NPR yesterday morning related “the U.S. Supreme Court’s ruling that a federal whistleblower law, enacted after the collapse of Enron Corporation, protects not just the employees of a public company, but also company contractors like lawyers, accountants, and investment funds.”
The case was Lawson. Etal v. FMR LLC, Etal , Case 12–3.
Justice Ginsburg in delivering the opinion of the Court, concluded that §1514A’s whistleblower protection includes employees of a public company’s private contractors and subcontractors, writing in the syllabus that “to safeguard investors in public companies and restore trust in the financial markets following the collapse of Enron Corporation, Congress passed the Sarbanes-Oxley Act of 2002. One of the Act’s provisions protects whistleblowers; at the time relevant here, that provision instructed: “No [public] company . . ., or any . . . contractor [or] subcontractor . . . of such company, may discharge, demote, suspend, threaten, harass, or . . . discriminate against an employee in the terms and conditions of employment because of [whistleblowing activity].” 18 U. S. C. §1514A(a).

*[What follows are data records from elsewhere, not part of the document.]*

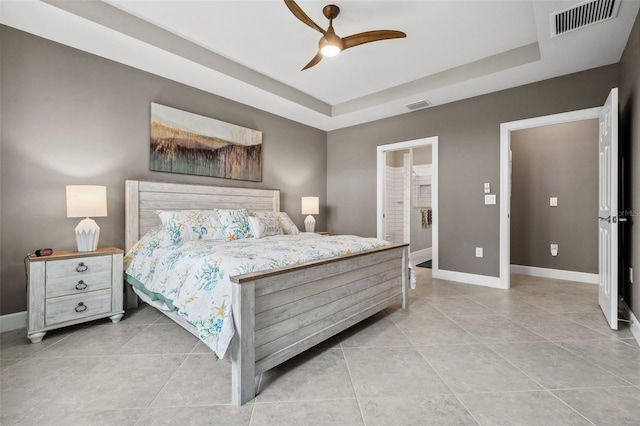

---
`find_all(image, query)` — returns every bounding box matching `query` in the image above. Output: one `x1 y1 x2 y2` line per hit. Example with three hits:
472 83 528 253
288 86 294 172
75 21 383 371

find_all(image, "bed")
124 180 409 405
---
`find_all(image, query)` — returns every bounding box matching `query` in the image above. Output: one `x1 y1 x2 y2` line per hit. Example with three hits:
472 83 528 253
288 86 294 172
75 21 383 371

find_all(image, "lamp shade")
301 197 319 215
66 185 107 218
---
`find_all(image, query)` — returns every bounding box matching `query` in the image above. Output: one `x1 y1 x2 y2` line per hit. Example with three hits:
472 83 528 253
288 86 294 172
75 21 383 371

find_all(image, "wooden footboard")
229 243 408 405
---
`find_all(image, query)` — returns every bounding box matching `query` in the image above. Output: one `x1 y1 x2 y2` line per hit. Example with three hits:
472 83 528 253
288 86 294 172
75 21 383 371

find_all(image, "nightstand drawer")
45 289 112 325
46 255 112 281
46 271 111 298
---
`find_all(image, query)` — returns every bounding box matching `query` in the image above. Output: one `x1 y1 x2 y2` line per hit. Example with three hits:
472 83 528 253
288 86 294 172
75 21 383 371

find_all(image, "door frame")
499 107 602 289
377 136 439 271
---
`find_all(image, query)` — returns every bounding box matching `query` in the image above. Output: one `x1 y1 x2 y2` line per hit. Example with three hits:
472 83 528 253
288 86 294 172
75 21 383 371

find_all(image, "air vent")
404 99 431 111
551 0 620 37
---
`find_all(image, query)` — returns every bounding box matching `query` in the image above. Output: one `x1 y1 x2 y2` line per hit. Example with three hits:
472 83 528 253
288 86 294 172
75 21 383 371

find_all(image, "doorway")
376 136 438 270
499 107 601 289
510 119 600 282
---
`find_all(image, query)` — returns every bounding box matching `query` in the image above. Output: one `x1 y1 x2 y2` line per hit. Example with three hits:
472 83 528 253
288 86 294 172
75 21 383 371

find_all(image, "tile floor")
2 269 640 426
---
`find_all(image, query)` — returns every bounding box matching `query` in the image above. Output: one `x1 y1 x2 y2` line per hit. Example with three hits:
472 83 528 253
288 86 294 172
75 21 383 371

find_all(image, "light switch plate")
484 194 496 205
550 197 558 207
484 183 491 193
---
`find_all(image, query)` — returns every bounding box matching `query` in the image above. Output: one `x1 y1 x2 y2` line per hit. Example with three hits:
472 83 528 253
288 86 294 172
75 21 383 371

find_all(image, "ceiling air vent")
551 0 620 37
404 99 431 111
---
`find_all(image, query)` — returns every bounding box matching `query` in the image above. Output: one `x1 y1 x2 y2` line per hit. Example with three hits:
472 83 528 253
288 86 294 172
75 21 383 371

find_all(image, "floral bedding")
124 228 390 358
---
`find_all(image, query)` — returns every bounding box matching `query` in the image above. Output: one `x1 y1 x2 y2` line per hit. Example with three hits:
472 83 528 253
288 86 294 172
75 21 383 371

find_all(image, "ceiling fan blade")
302 51 323 70
284 0 326 35
342 30 406 50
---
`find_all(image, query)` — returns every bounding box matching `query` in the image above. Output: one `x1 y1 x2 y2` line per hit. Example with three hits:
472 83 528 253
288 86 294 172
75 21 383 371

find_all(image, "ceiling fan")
284 0 407 70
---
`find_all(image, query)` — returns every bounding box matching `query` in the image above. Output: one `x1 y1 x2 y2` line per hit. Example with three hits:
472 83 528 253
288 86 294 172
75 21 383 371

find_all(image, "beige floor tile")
33 323 148 357
558 338 640 385
343 347 450 398
74 354 186 410
449 314 546 343
251 399 363 426
562 311 636 339
552 386 640 426
0 327 79 360
506 313 610 341
119 304 164 324
1 356 100 414
410 282 465 299
458 390 593 426
360 395 478 426
474 295 551 315
257 348 355 402
115 323 199 355
137 405 253 426
428 297 495 316
489 341 629 389
417 344 541 394
339 311 411 348
151 353 233 406
1 408 144 426
384 297 445 319
0 357 20 373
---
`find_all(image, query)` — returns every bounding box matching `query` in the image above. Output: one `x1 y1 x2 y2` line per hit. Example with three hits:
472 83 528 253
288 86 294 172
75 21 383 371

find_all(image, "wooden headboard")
125 180 281 252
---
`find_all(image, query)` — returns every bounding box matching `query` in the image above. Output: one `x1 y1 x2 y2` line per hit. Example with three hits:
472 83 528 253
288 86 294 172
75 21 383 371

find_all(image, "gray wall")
327 65 619 277
620 12 640 318
0 26 327 315
510 120 599 273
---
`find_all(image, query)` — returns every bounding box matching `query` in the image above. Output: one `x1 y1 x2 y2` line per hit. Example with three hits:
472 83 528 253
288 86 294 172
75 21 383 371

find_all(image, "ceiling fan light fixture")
321 44 341 57
319 33 343 57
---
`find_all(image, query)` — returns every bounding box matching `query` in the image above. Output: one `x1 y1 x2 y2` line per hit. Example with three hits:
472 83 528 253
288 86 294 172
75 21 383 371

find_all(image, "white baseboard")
0 311 27 333
629 309 640 347
511 265 599 284
410 248 432 265
432 269 506 289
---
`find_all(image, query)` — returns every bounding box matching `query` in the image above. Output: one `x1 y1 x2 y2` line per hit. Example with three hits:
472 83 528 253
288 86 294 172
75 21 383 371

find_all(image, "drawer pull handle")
74 302 87 313
76 263 89 273
75 281 88 291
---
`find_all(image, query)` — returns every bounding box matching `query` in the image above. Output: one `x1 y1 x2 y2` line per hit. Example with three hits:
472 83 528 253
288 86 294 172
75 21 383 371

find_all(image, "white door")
598 88 619 330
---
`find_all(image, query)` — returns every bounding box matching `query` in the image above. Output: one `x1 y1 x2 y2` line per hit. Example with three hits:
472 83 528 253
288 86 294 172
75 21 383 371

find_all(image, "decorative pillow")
156 210 223 244
248 216 283 239
215 208 253 241
276 211 300 235
249 211 300 235
248 211 283 233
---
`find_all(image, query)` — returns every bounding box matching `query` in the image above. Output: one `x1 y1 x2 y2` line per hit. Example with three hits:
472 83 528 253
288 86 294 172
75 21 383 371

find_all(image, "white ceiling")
2 0 638 131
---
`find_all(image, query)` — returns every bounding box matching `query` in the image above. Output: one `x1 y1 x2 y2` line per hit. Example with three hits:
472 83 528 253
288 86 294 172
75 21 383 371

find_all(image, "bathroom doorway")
376 136 438 269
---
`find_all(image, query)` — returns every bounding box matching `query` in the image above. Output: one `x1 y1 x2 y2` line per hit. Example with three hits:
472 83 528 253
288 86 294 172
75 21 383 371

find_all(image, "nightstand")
26 247 124 343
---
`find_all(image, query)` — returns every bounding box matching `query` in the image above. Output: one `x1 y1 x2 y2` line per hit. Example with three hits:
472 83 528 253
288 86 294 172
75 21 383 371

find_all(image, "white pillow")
277 212 300 235
249 211 300 235
215 208 254 241
248 216 283 239
157 210 224 244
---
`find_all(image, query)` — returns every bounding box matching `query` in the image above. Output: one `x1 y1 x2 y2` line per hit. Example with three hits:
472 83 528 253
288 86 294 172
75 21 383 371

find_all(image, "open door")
598 88 619 330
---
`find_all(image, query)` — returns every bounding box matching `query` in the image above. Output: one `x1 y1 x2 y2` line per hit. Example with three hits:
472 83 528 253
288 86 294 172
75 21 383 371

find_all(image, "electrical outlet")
475 247 483 258
550 197 558 207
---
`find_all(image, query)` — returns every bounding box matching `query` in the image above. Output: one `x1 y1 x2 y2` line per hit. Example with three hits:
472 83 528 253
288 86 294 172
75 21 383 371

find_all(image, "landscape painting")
150 103 262 182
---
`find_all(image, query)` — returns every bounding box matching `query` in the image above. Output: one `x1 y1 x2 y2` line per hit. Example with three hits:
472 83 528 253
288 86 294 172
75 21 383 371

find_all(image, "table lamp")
66 185 107 252
301 196 319 233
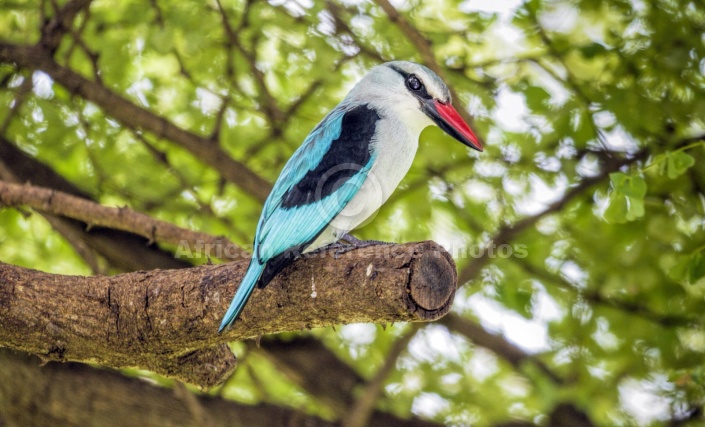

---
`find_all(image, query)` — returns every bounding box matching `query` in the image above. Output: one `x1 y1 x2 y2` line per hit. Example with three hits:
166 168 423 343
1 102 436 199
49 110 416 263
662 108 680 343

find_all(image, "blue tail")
219 258 265 332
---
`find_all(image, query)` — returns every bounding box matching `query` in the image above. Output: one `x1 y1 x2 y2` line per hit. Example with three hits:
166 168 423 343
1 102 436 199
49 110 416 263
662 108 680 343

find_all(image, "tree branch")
0 42 272 202
343 325 420 427
39 0 93 53
0 241 457 389
512 258 701 328
256 336 444 427
0 138 444 424
0 348 337 427
457 152 646 285
326 1 389 63
0 137 191 271
2 136 440 424
439 314 562 384
0 180 243 260
215 0 285 123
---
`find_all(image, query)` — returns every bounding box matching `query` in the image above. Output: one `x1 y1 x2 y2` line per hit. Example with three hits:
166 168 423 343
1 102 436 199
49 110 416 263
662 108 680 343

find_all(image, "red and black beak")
422 99 483 152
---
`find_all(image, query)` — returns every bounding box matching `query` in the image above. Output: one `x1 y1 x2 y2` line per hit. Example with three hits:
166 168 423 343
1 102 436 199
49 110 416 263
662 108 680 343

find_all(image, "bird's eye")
406 75 423 92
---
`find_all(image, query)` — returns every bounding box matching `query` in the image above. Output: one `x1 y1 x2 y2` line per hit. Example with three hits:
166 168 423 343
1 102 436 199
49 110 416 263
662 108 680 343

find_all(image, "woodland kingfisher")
219 61 482 331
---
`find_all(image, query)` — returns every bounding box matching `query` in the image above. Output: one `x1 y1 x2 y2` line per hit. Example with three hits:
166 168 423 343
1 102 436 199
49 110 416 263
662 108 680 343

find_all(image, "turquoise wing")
254 104 380 262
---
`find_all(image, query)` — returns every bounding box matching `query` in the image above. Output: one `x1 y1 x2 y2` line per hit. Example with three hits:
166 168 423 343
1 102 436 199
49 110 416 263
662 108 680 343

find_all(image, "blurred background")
1 0 705 425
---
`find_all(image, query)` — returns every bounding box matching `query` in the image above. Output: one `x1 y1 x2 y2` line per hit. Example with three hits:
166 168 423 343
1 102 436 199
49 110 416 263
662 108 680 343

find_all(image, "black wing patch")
280 104 380 209
256 244 306 289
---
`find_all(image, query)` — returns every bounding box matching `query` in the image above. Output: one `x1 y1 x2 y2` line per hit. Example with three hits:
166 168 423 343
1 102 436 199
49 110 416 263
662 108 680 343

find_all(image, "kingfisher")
219 61 482 331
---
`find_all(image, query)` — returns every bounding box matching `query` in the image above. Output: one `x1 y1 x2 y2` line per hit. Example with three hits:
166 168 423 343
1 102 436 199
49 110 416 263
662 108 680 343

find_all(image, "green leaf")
653 153 668 176
604 173 647 223
498 281 534 319
625 196 644 221
666 151 695 179
524 85 551 112
647 215 678 244
579 42 607 59
670 252 705 285
610 173 646 199
687 253 705 285
604 192 628 223
148 27 175 54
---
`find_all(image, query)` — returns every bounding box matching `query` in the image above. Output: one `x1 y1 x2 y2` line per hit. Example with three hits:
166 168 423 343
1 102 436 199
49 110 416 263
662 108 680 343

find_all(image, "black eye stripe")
389 65 433 100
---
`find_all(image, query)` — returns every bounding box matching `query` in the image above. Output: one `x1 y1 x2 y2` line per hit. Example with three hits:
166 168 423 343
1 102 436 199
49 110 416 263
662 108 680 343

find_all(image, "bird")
219 61 482 332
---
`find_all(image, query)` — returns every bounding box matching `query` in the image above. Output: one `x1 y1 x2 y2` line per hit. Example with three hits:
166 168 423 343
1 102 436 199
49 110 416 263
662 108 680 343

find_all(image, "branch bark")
0 136 444 427
0 241 457 389
0 137 191 271
39 0 93 53
1 139 447 426
0 348 336 427
0 180 243 260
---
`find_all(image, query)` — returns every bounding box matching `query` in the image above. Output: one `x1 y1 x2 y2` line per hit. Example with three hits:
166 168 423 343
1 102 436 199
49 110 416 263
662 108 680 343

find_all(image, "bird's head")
348 61 483 152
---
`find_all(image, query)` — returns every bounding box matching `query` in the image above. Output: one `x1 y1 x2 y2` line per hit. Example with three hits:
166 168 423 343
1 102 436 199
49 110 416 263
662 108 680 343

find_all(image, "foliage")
1 0 705 425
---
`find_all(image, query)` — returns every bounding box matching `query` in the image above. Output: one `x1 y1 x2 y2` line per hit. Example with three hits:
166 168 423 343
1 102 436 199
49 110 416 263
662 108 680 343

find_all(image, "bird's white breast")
305 106 428 252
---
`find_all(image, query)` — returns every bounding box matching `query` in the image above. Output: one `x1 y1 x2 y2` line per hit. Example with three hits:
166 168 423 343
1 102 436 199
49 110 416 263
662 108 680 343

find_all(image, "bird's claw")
333 245 357 259
331 234 391 259
341 233 390 247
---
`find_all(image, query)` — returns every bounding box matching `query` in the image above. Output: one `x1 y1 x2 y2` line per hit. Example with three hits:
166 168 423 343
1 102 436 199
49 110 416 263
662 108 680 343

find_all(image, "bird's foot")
331 234 391 258
308 241 345 254
340 233 390 246
309 234 391 258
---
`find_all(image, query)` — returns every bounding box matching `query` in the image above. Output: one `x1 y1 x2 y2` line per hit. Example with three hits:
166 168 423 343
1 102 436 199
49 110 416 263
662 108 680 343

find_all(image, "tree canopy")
1 0 705 426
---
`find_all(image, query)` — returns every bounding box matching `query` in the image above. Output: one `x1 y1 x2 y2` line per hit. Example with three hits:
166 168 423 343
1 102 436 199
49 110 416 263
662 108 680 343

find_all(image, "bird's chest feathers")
368 117 419 195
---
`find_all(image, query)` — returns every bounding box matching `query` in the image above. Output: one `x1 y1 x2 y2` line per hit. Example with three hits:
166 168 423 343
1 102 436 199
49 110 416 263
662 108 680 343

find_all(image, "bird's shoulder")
253 103 382 262
263 103 382 211
279 104 380 208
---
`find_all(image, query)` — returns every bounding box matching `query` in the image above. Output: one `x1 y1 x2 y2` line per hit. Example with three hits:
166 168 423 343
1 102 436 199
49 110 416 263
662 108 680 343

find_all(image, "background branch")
0 137 190 271
342 325 420 427
457 152 645 285
0 348 336 427
373 0 481 131
0 43 272 202
0 181 242 260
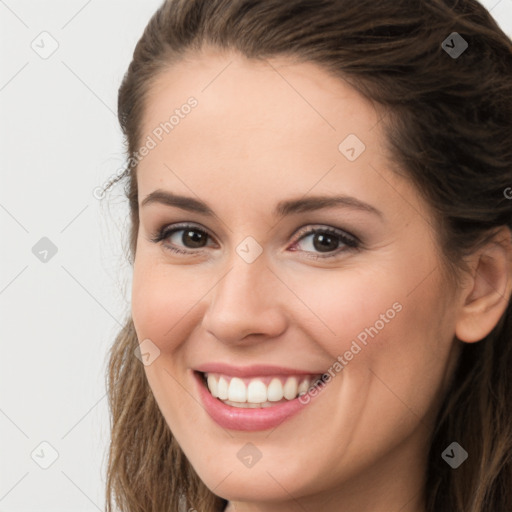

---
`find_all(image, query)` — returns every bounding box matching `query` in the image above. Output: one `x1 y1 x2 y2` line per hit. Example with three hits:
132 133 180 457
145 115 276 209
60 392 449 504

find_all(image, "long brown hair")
105 1 512 510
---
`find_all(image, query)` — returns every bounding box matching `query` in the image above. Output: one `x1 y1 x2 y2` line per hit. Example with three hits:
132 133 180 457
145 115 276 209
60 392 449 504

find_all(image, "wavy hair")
105 1 512 510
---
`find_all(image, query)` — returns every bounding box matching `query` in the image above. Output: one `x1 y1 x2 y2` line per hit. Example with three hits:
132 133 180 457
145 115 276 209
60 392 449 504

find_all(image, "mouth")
196 370 324 409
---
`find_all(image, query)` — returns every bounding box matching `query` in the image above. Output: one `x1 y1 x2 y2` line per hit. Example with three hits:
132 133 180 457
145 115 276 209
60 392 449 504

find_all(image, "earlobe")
455 226 512 344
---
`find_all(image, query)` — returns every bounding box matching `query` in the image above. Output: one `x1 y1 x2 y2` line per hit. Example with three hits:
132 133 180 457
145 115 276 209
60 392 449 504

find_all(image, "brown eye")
174 228 208 249
289 226 359 259
150 223 214 255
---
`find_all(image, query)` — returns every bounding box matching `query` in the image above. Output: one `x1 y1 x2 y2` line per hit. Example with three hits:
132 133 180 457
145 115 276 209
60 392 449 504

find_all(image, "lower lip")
193 370 315 431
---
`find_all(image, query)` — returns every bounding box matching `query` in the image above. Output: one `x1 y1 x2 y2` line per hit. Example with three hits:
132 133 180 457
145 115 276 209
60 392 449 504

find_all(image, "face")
131 49 462 511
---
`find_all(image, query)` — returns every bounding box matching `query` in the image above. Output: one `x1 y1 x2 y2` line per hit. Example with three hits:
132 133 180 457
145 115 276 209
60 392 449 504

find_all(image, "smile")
193 370 326 431
202 372 322 408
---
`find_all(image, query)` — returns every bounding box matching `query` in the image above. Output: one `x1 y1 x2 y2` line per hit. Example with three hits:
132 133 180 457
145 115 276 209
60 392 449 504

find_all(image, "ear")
455 226 512 343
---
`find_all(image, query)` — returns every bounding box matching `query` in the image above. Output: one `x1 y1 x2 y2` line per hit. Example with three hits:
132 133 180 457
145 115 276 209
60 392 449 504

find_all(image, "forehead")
142 49 381 142
136 49 428 225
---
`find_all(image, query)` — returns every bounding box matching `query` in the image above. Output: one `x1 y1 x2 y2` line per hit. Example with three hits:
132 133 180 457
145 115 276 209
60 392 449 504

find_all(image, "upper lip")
194 362 324 378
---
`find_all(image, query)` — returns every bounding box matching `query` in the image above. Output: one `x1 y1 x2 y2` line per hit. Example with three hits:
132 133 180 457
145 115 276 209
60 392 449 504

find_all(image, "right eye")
150 223 216 255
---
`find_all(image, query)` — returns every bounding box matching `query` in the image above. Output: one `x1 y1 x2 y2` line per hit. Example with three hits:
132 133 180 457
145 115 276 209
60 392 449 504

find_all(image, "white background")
1 1 511 510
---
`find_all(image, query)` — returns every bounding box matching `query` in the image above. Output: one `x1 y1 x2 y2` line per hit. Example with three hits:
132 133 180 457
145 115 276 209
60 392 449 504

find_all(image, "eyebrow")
141 189 383 219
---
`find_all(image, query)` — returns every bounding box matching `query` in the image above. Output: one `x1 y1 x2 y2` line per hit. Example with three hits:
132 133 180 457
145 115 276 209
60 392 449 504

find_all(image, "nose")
201 253 288 345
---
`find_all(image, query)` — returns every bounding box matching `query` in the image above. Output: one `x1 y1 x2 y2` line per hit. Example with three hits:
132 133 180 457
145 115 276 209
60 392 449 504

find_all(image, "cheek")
335 269 453 435
130 257 202 427
131 264 167 345
131 251 210 352
286 266 404 355
293 261 447 389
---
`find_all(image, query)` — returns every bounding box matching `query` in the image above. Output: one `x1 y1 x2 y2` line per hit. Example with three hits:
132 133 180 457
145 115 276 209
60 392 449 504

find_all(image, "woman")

The Court looked first to the ordinary meaning of the provision’s language, Ginsburg further explained, referring toMoskal v. United States, 498 U. S. 103, 108 (1990) “As relevant here, §1514A(a) provides that “no . . . contractor . . . may discharge . . . an employee.” The ordinary meaning of “an employee” in this proscription is the contractor’s own employee. FMR’s “narrower construction” requires inserting “of a public company” after “an employee,” but where Congress meant “an employee of a public company,” it said so.”